Par Jean-Paul Queinnec | Publié le 01/04/2012
Le théâtre au Québec a subi une véritable transformation ces dernières années, notamment en ce qui concerne le rôle de l’auteur-e dramatique. Le texte, autrefois le centre de la création théâtrale, ne suffit plus à lui seul pour faire vivre une œuvre. Aujourd’hui, la frontière entre l’écriture du texte et l’écriture scénique se floute de plus en plus, et l’auteur-e se trouve dans une position nouvelle où il/elle touche à la scène au-delà de la simple production littéraire.
La convergence entre texte et scène
Le temps où le texte servait de base exclusive à la scène est révolu. L’auteur-e devient co-créateur-trice d’un projet théâtral, travaillant en étroite collaboration avec les autres concepteurs : metteurs en scène, comédiens, scénographes, etc. L’écriture se fait désormais dans une dynamique de groupe, où la scène et le texte s’alimentent mutuellement. Cela marque un tournant pour l’auteur-e dramatique, qui n’est plus un simple “créateur isolé” mais un membre d’une équipe collective.
Le théâtre québécois, à travers cette évolution, a vu apparaître de nouvelles formes de dramaturgie, plus participatives, où le texte n’est qu’une des composantes.
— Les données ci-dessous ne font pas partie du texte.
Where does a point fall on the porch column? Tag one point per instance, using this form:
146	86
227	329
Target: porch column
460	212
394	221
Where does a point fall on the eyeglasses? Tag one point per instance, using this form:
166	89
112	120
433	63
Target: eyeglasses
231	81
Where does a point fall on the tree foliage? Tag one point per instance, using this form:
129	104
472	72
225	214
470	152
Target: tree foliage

L’auteur-e se transforme, il/elle devient un acteur de la scène, son écriture s’inscrit dans une dynamique corporelle et sensible. Christian Lapointe en est un exemple frappant, avec une approche où les mots projetés en direct sur scène deviennent une expérience tactile, une forme de textualisation performative.
Le texte comme matière vive
L’auteur-e contemporain-e, à l’instar de Marie Brassard ou Olivier Choinière, pousse encore plus loin cette exploration du texte. Dans des œuvres comme Chante avec moi (2010) de Choinière, le texte devient une performance à part entière, une matière en constante évolution qui se confronte à l’espace réel et aux actions des comédiens. La performance rivalise désormais avec le discours : ce qui se joue sur scène n’est plus uniquement ce qui est dit, mais aussi ce qui est fait, vivant, ressenti.
Le théâtre ne se limite plus à une simple lecture du texte ; il devient une expérience immersive où chaque élément de la scène participe à l’expression de l’œuvre. L’auteur-e n’écrit plus seulement pour des acteurs qui joueront un texte, il/elle écrit pour un ensemble vivant, une rencontre entre des corps, des sons, des images.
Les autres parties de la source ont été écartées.